Hay un momento de acuerdo nacional, el mayor que ha tenido un presidente mexicano desde que vivimos en pluralismo. Según el acumulado de encuestas de Oraculus, López Obrador es sin duda el presidente más popular de la historia reciente. Él llega a su primer informe de gobierno (su tercer informe ante el pueblo) con una aprobación de 70 por ciento y una desaprobación de alrededor de 25 por ciento, mientras a Calderón y a Peña los aprobaban 66 y 51 por ciento, y los desaprobaban 26 y 40 por ciento, respectivamente. Los números de Fox tampoco fueron mejores (véase oraculus.mx). No es una diferencia menor, y menos si se considera que a los presidentes del pasado los respaldaba una amplia mayoría de comentaristas de radio, televisión, periódicos, internet. A Fox los medios lo consintieron por ser el presidente de la alternancia; a Calderón, por su guerra contra el crimen; a Peña, por las reformas estructurales. López Obrador ha vivido todo lo contrario en cada uno de sus proyectos clave: ni la cancelación del NAIM, ni la lucha contra el huachicol, ni la austeridad republicana, ni el sistema de compras públicas o la política sobre Pemex y la CFE han sido apoyados mayoritariamente por la comentocracia heredada del viejo régimen. Esto da cuenta de que el apoyo social no es solamente rebelde ante la manipulación, sino bastante firme. Es un 70 por ciento (74, si se registra a quienes dicen en El Universal que votarían por que AMLO continuara) a prueba de guerra mediática que da, por lo menos, el beneficio de la duda y del tiempo al presidente de México.

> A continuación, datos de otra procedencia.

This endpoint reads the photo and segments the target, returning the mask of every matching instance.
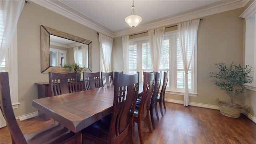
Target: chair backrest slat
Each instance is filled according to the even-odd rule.
[[[77,92],[76,72],[58,73],[49,72],[49,82],[52,96]]]
[[[163,98],[165,93],[165,90],[167,86],[167,82],[168,82],[168,72],[164,72],[164,81],[163,82],[163,85],[162,87],[161,92],[160,92],[160,98],[162,100]]]
[[[141,113],[141,115],[146,112],[147,110],[149,110],[150,103],[154,88],[154,72],[143,72],[143,90],[139,108],[139,113]]]
[[[157,95],[159,92],[161,85],[161,80],[162,78],[162,72],[155,72],[154,86],[153,94],[150,101],[150,106],[156,104],[157,102]]]
[[[114,72],[101,72],[101,80],[102,86],[114,85]]]
[[[139,73],[128,75],[115,72],[114,74],[114,112],[109,131],[109,143],[119,143],[125,137],[124,136],[132,132],[132,130],[129,129],[132,126],[136,105],[132,104],[136,103],[139,90]]]
[[[8,72],[0,72],[0,81],[1,111],[6,122],[12,143],[26,144],[27,142],[19,127],[13,112],[11,101]]]
[[[83,72],[84,88],[85,90],[91,90],[101,87],[100,72],[88,73]]]

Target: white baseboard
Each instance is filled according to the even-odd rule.
[[[176,104],[183,104],[184,103],[184,101],[182,100],[175,100],[170,99],[165,99],[165,101],[166,102],[173,102]],[[219,106],[212,105],[210,104],[206,104],[201,103],[198,103],[196,102],[190,102],[189,104],[189,105],[192,106],[195,106],[200,107],[202,108],[208,108],[210,109],[213,109],[215,110],[220,110]],[[247,116],[249,119],[252,120],[253,122],[256,123],[256,118],[252,116],[250,114],[248,113],[245,111],[242,110],[242,113],[244,114],[245,116]],[[29,114],[26,114],[25,115],[17,117],[16,119],[20,119],[21,121],[25,120],[26,119],[33,118],[33,117],[36,116],[38,115],[38,112],[32,113]]]
[[[166,102],[173,102],[174,103],[182,104],[184,103],[184,102],[182,100],[172,100],[170,99],[166,99],[166,98],[165,99],[165,101]],[[215,110],[220,110],[219,106],[218,106],[206,104],[198,103],[196,102],[190,102],[188,105],[192,106],[200,107],[202,108],[211,108],[211,109],[215,109]],[[246,117],[247,117],[247,118],[248,118],[249,119],[252,120],[254,122],[256,123],[256,118],[253,116],[252,115],[246,112],[244,110],[242,110],[242,113],[244,114]]]
[[[252,120],[254,122],[256,123],[256,118],[252,116],[251,114],[246,112],[244,110],[242,110],[242,113],[247,116],[249,119]]]
[[[34,112],[25,115],[17,117],[16,117],[16,119],[19,119],[20,121],[22,121],[23,120],[26,120],[28,118],[38,116],[38,112]]]

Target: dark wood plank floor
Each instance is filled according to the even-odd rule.
[[[218,110],[168,102],[166,107],[162,118],[158,110],[159,121],[155,116],[156,128],[152,133],[143,122],[145,144],[256,143],[256,124],[243,114],[238,118],[231,118],[222,115]],[[45,122],[36,117],[18,122],[23,133],[30,134],[53,121]],[[134,128],[134,143],[139,144],[136,124]],[[11,143],[6,127],[0,129],[0,144]],[[122,144],[127,144],[127,138]]]

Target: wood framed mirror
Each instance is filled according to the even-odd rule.
[[[54,66],[51,64],[52,62],[51,61],[52,58],[50,57],[50,55],[51,56],[52,55],[52,54],[50,54],[50,52],[51,51],[50,48],[51,46],[50,44],[51,42],[50,36],[56,36],[58,37],[71,40],[74,42],[80,43],[81,44],[81,45],[86,45],[88,48],[88,59],[86,64],[86,66],[88,67],[86,67],[86,70],[90,70],[92,72],[92,41],[41,25],[41,73],[48,73],[49,72],[63,73],[68,72],[69,71],[68,68],[61,66],[61,65],[58,66],[56,65],[54,66]],[[65,51],[65,50],[62,51]],[[66,51],[68,51],[68,50],[66,50]],[[74,59],[74,57],[73,59]],[[66,62],[66,61],[65,61],[65,62]]]

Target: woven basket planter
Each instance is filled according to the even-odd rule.
[[[238,118],[244,106],[238,104],[226,102],[221,102],[217,99],[216,101],[220,106],[220,113],[224,116],[234,118]]]

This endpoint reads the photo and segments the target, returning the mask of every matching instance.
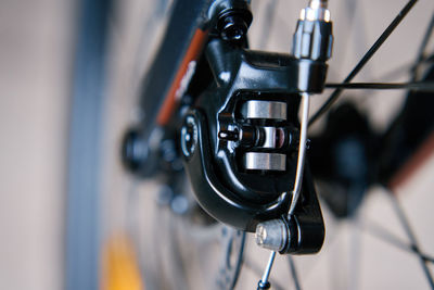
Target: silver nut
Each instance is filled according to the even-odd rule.
[[[289,240],[286,225],[281,219],[271,219],[256,226],[256,243],[265,249],[280,252]]]

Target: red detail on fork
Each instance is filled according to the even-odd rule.
[[[186,55],[181,62],[181,65],[175,76],[175,80],[170,86],[169,92],[166,94],[166,98],[164,99],[163,106],[159,109],[156,119],[159,126],[164,126],[169,122],[178,102],[177,91],[181,85],[181,81],[186,73],[188,72],[189,64],[192,61],[196,61],[199,59],[207,39],[208,39],[208,31],[197,28],[186,52]]]

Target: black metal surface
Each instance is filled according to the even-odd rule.
[[[181,136],[186,169],[199,203],[208,214],[237,228],[254,231],[257,223],[277,218],[288,212],[290,196],[288,191],[292,189],[295,177],[296,147],[288,144],[281,149],[271,150],[271,152],[286,154],[286,171],[281,173],[246,172],[240,165],[240,160],[243,153],[252,148],[245,148],[228,138],[218,138],[219,133],[229,136],[227,133],[233,131],[233,127],[241,131],[240,128],[243,126],[266,124],[297,130],[298,92],[302,90],[298,81],[301,63],[315,67],[311,70],[312,75],[320,75],[320,79],[311,80],[312,90],[321,88],[320,81],[323,81],[322,76],[327,67],[323,63],[319,65],[308,60],[298,61],[288,54],[248,51],[218,39],[208,45],[206,58],[214,79],[210,79],[208,88],[199,94],[194,109],[184,118],[186,129],[183,130],[190,131],[188,142],[183,140],[186,136]],[[276,121],[252,123],[243,118],[239,111],[242,103],[247,100],[285,102],[288,119],[277,123]],[[192,140],[194,140],[193,146]],[[255,150],[270,152],[270,150],[258,148]],[[309,184],[311,180],[305,182]],[[309,185],[306,187],[308,188]],[[309,190],[312,190],[311,194],[315,196],[314,189]],[[318,250],[323,239],[321,212],[319,205],[317,207],[312,205],[316,197],[307,200],[309,203],[301,207],[307,205],[303,211],[308,214],[315,212],[316,216],[310,216],[309,219],[306,215],[299,217],[301,219],[296,223],[303,228],[302,224],[308,223],[308,219],[318,222],[320,227],[317,231],[318,236],[314,235],[312,239],[306,239],[306,241],[320,241],[319,245],[314,247],[304,240],[310,250],[314,248]],[[315,209],[310,209],[310,205]],[[312,224],[306,228],[310,226],[315,228],[316,225],[312,226]],[[301,235],[308,237],[310,234],[308,231]],[[299,245],[294,245],[292,250],[295,248],[301,249]]]
[[[289,210],[290,194],[283,194],[273,202],[255,204],[227,189],[213,165],[214,154],[205,116],[200,111],[189,116],[197,125],[199,139],[196,150],[186,161],[186,171],[197,202],[210,216],[235,228],[254,231],[257,223],[265,218],[277,218]]]
[[[286,224],[290,237],[289,242],[279,253],[315,254],[321,250],[326,228],[308,166],[305,168],[301,201],[297,203],[294,215],[283,215],[281,218]]]
[[[65,289],[99,289],[105,52],[112,1],[80,3],[68,149]]]

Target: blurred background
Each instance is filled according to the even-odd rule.
[[[289,52],[306,1],[252,2],[252,48]],[[335,36],[330,81],[342,81],[405,3],[330,1]],[[186,289],[213,288],[213,275],[206,280],[195,270],[212,268],[218,250],[200,252],[208,243],[202,240],[193,243],[202,244],[197,251],[179,242],[178,251],[189,254],[183,264],[173,263],[165,244],[173,243],[176,218],[155,202],[162,186],[130,177],[119,160],[123,134],[139,118],[139,86],[170,4],[0,0],[0,289],[144,289],[143,280],[146,289],[184,289],[182,279],[194,285]],[[408,79],[433,13],[434,3],[420,0],[357,80]],[[312,112],[326,96],[316,97]],[[404,98],[396,91],[346,96],[378,131],[388,126]],[[322,127],[319,122],[311,134]],[[398,196],[421,249],[434,255],[434,157],[424,161]],[[430,289],[417,256],[322,207],[323,250],[295,259],[303,288]],[[408,242],[380,188],[370,190],[356,223],[367,217]],[[206,262],[193,259],[201,253]],[[245,256],[239,289],[255,289],[267,252],[255,248],[250,235]],[[194,270],[182,278],[180,267]],[[429,267],[434,270],[432,263]],[[284,257],[272,279],[284,289],[294,287]]]

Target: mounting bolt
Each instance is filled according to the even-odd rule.
[[[259,247],[280,252],[285,248],[290,235],[282,219],[271,219],[256,226],[255,238]]]
[[[132,173],[137,173],[146,162],[149,148],[140,131],[136,128],[129,129],[122,144],[122,160],[124,166]]]

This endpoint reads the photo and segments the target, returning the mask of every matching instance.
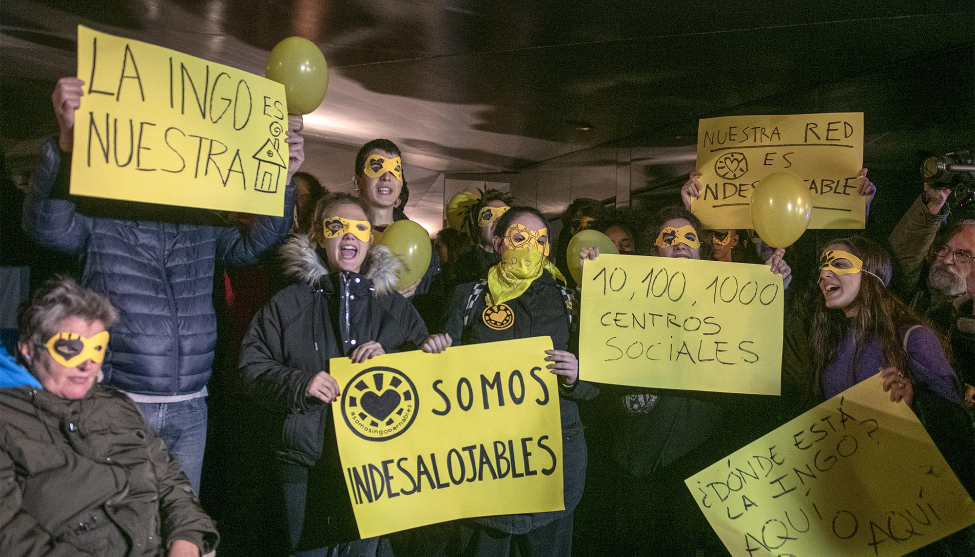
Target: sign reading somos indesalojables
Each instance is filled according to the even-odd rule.
[[[78,78],[72,194],[284,214],[281,84],[82,25]]]
[[[474,516],[565,508],[548,337],[332,358],[332,405],[363,538]]]

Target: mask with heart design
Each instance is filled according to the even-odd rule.
[[[91,337],[76,333],[56,333],[44,345],[51,357],[64,367],[77,367],[89,359],[101,363],[105,358],[107,346],[108,331],[101,331]]]

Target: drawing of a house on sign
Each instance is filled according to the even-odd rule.
[[[281,169],[288,165],[278,154],[278,138],[268,139],[257,152],[254,154],[257,160],[257,173],[254,176],[254,189],[258,192],[274,194],[278,191],[278,181],[281,179]]]

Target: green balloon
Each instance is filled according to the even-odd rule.
[[[301,37],[288,37],[274,46],[264,75],[285,86],[289,114],[313,112],[329,88],[325,55],[315,43]]]
[[[582,283],[582,267],[579,267],[579,253],[586,247],[599,247],[600,253],[619,253],[609,237],[598,230],[581,230],[568,241],[566,250],[566,264],[568,274],[576,284]]]
[[[385,245],[403,261],[397,274],[397,290],[419,280],[430,267],[430,235],[411,220],[398,220],[389,225],[377,242]]]

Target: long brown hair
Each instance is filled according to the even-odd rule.
[[[842,310],[831,310],[820,293],[812,300],[812,359],[814,384],[810,388],[816,400],[822,400],[823,372],[837,357],[846,328],[853,330],[856,347],[851,365],[856,360],[866,343],[876,338],[888,366],[895,366],[905,376],[911,376],[910,357],[904,350],[904,342],[899,329],[905,325],[925,324],[923,319],[900,300],[888,288],[891,276],[890,254],[878,243],[862,236],[851,236],[833,241],[846,246],[846,250],[863,260],[860,290],[853,299],[857,305],[857,315],[847,321]],[[816,275],[817,280],[819,275]],[[851,370],[852,372],[852,370]]]

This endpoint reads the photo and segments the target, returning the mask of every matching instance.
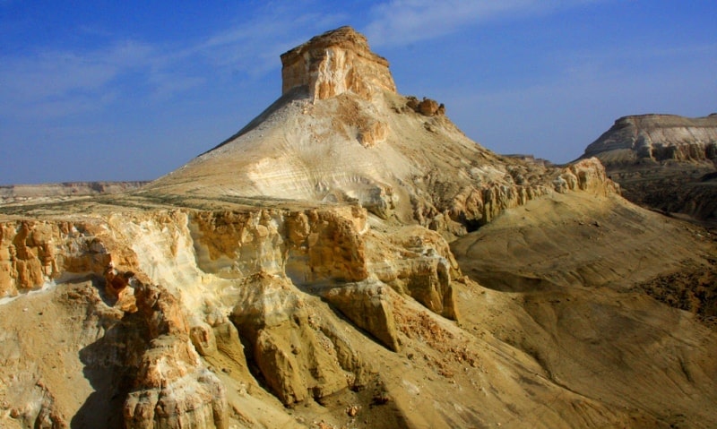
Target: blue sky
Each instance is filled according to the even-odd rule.
[[[566,162],[622,116],[717,112],[715,22],[714,0],[0,0],[0,184],[162,176],[347,24],[483,146]]]

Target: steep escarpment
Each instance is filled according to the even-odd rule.
[[[42,184],[0,185],[0,203],[57,201],[82,195],[134,191],[149,182],[65,182]]]
[[[282,63],[148,186],[0,206],[0,425],[717,425],[713,330],[652,298],[708,236],[470,141],[350,28]]]
[[[717,219],[715,186],[717,115],[626,116],[585,150],[641,205],[683,213],[702,221]]]
[[[468,139],[438,102],[395,90],[388,63],[341,28],[281,56],[284,93],[246,127],[145,192],[358,203],[373,215],[462,235],[576,181]],[[612,184],[601,167],[591,177]]]

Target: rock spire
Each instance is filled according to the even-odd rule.
[[[312,100],[352,92],[365,99],[396,92],[388,61],[371,52],[362,34],[341,27],[281,55],[281,92],[307,86]]]

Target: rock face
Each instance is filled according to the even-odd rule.
[[[312,100],[351,92],[370,100],[396,91],[388,61],[371,52],[366,38],[341,27],[281,55],[281,93],[307,87]]]
[[[626,198],[665,212],[717,222],[717,114],[626,116],[585,150],[623,188]]]
[[[639,161],[713,161],[717,159],[717,114],[625,116],[591,143],[583,158],[606,165]]]
[[[0,203],[28,201],[62,200],[80,195],[126,193],[149,182],[65,182],[44,184],[11,184],[0,186]]]
[[[143,189],[0,206],[2,427],[717,425],[713,332],[628,293],[709,243],[597,159],[470,141],[350,28],[281,59],[279,100]]]
[[[281,61],[281,98],[146,192],[358,203],[384,219],[455,236],[557,188],[579,189],[556,182],[556,168],[471,142],[443,104],[397,94],[385,60],[349,27]],[[595,177],[613,189],[604,175]]]

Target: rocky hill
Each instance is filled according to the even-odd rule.
[[[585,150],[646,207],[717,225],[717,114],[626,116]]]
[[[64,182],[61,184],[0,186],[0,203],[49,202],[77,196],[119,193],[138,189],[149,182]]]
[[[661,286],[709,233],[470,141],[350,28],[281,61],[149,185],[0,206],[0,425],[717,425],[717,277]]]

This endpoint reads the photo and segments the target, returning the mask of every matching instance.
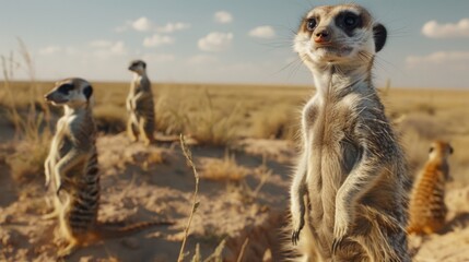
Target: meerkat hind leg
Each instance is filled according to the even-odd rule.
[[[139,140],[139,131],[133,123],[133,118],[134,116],[130,117],[127,121],[127,135],[129,136],[130,141],[137,142]]]
[[[140,119],[140,133],[143,135],[145,145],[150,145],[154,142],[153,129],[149,127],[149,121],[144,118]]]
[[[57,257],[60,259],[65,259],[69,255],[71,255],[78,248],[78,243],[77,241],[71,241],[69,245],[67,245],[67,247],[65,247],[63,249],[60,249],[57,252]]]

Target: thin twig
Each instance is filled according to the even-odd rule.
[[[196,213],[197,207],[199,206],[199,201],[197,200],[197,193],[199,192],[199,174],[197,172],[196,165],[194,165],[192,154],[187,148],[186,140],[185,140],[183,134],[180,134],[179,141],[180,141],[180,148],[183,150],[183,154],[186,157],[186,159],[188,160],[190,167],[192,168],[194,177],[196,178],[196,190],[194,191],[194,196],[192,196],[192,210],[190,212],[186,228],[184,229],[184,239],[183,239],[183,243],[180,246],[179,257],[177,258],[178,262],[183,262],[184,257],[185,257],[184,255],[184,248],[186,246],[187,237],[189,236],[190,224],[192,223],[194,213]]]

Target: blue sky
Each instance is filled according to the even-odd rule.
[[[313,0],[1,1],[0,55],[26,44],[40,80],[312,84],[291,43]],[[377,84],[469,87],[469,1],[354,1],[389,32]],[[16,78],[25,78],[23,71]]]

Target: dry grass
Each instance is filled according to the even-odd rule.
[[[104,133],[120,133],[126,130],[127,115],[115,105],[103,105],[93,109],[96,128]]]
[[[184,135],[180,135],[179,141],[180,141],[180,148],[183,150],[183,154],[186,157],[189,166],[192,168],[194,177],[196,179],[196,189],[194,190],[194,196],[192,196],[192,207],[190,210],[189,218],[187,219],[187,225],[184,228],[183,243],[180,245],[179,257],[177,258],[178,262],[183,262],[184,258],[185,258],[184,249],[186,247],[186,241],[187,241],[187,238],[189,236],[190,224],[192,223],[194,214],[196,213],[197,207],[199,206],[200,202],[199,202],[198,195],[197,195],[199,193],[199,172],[197,171],[196,165],[194,164],[192,153],[187,147]]]
[[[94,83],[98,126],[104,132],[124,131],[127,119],[127,83]],[[36,93],[51,83],[35,83]],[[15,90],[14,105],[5,88],[0,90],[0,107],[10,105],[25,115],[32,105],[32,86],[9,82]],[[230,145],[239,138],[294,140],[300,109],[312,88],[300,86],[211,85],[154,83],[157,131],[184,133],[202,145]],[[469,177],[469,156],[458,144],[469,144],[469,93],[450,90],[399,90],[380,92],[387,114],[397,121],[412,172],[426,159],[434,139],[454,141],[452,160],[455,177]],[[40,96],[39,96],[40,97]],[[33,103],[40,108],[40,102]],[[27,114],[26,114],[27,115]],[[17,118],[15,118],[17,119]],[[34,132],[33,132],[34,133]],[[457,143],[457,144],[456,144]],[[223,162],[228,162],[223,159]],[[466,184],[466,183],[465,183]]]
[[[44,162],[48,154],[48,145],[51,139],[50,110],[42,99],[42,85],[36,83],[35,70],[27,48],[21,39],[20,62],[13,58],[1,56],[3,69],[3,95],[0,105],[7,108],[8,118],[15,128],[15,138],[19,146],[15,153],[7,157],[12,177],[24,184],[42,177]],[[24,68],[30,75],[30,82],[20,84],[25,86],[21,93],[13,86],[14,70]],[[16,84],[16,83],[15,83]],[[39,98],[40,97],[40,98]]]
[[[235,156],[225,154],[223,159],[207,159],[202,163],[201,178],[213,181],[239,182],[248,169],[236,163]]]

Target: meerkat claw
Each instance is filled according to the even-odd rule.
[[[332,241],[332,254],[337,253],[340,246],[342,246],[343,238],[335,238]]]
[[[300,230],[293,230],[292,233],[292,243],[296,246],[300,241]]]

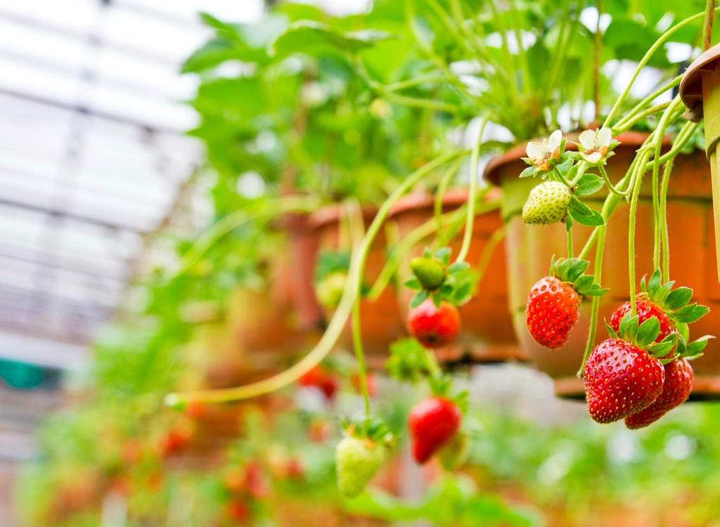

Es claro también que ahora se cimbran algunos cimientos del poder, particularmente en la relación entre proveedores y políticos, pero otros permanecen intactos, particularmente en los estados de la república y en el Poder Judicial. Y, finalmente, lastran la transformación la falta de cuadros políticos (la de un partido serio, para empezar), la de diagnósticos regionalizados, y la de un aparato institucional fuerte para que las instrucciones de la Presidencia se ejecuten en correcto orden.